The word encourage has the word courage right in it. When we encourage someone, we’re helping them develop the courage or confidence to do something. That’s the majority of my job as a coach, to encourage my clients to achieve their goals. While I certainly praise their accomplishments, I spend much more time acknowledging their efforts. Which circles back to myself. I definitely respond more positively to encouragement and I think it’s because it gives me more space to fail. I’m not focused on the outcome of what I’m doing nearly as much as I am the effort I’m putting in. If all of my focus was on outcomes, I wouldn’t take risks, try new things or feel comfortable with experimenting.
Take some time to reflect on what makes you feel appreciated as well as what motivates you. If we’re in need of praise, and especially if we’re in need of constant praise, we’re limiting ourselves to producing what we think others want. It’s much more rewarding to produce what excites us, what we’re interested in and what we want to pursue. Of course, that may not be an option in every job, but hopefully by now you’re not living to work but working to live. Be open to encouragement to pursue your dreams beyond your job if you don’t have flexibility to do so within it.
What if we don’t have someone around to encourage us? Then we need to master self-encouragement, by focusing on our strengths, positive qualities, and skills instead of our weaknesses and limitations. That sounds a lot easier than it really is and that’s because we’re so hard on ourselves. Think about your self-talk when things are challenging or you’re feeling like you don’t have the skills or resources needed to get something done. Do you put yourself down? If so, focus on changing those negative thoughts to something like, “I’m doing the best I can,” or “I can’t control everything that’s happening, but I can control my response to what’s happening.” When you fail at something, encourage yourself through words like, “That didn’t work, but I learned a lot from it,” or “Now I know what not to do, so what’s another alternative?”

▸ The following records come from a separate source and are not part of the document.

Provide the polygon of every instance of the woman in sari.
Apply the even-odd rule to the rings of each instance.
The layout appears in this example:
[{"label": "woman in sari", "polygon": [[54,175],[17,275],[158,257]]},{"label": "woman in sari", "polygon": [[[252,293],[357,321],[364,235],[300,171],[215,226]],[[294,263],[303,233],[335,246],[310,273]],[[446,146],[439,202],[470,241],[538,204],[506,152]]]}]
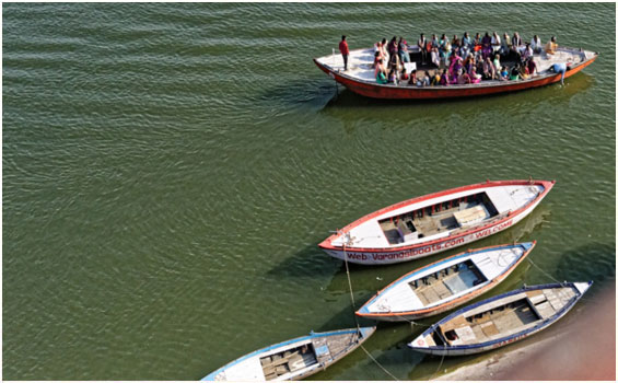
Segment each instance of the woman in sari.
[{"label": "woman in sari", "polygon": [[489,37],[489,33],[487,32],[485,33],[485,36],[482,37],[480,45],[481,45],[482,58],[487,58],[491,56],[493,48],[491,47],[491,37]]}]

Whether encouraging others or ourselves, recognizing how we’re communicating is key to mindful communication. If our intention is to acknowledge someone for an accomplishment, praise may certainly be appropriate, but if we want to inspire or motivate others even more, encouragement may be a more powerful choice. And by empowering another person through encouragement, the effects will be much more long-lasting.
So I encourage you to mindfully reflect on the words you use, the intention behind the words and to monitor your own self-talk to make sure it’s encouraging instead of discouraging. During this time of massive transition, we could all use a little more encouragement.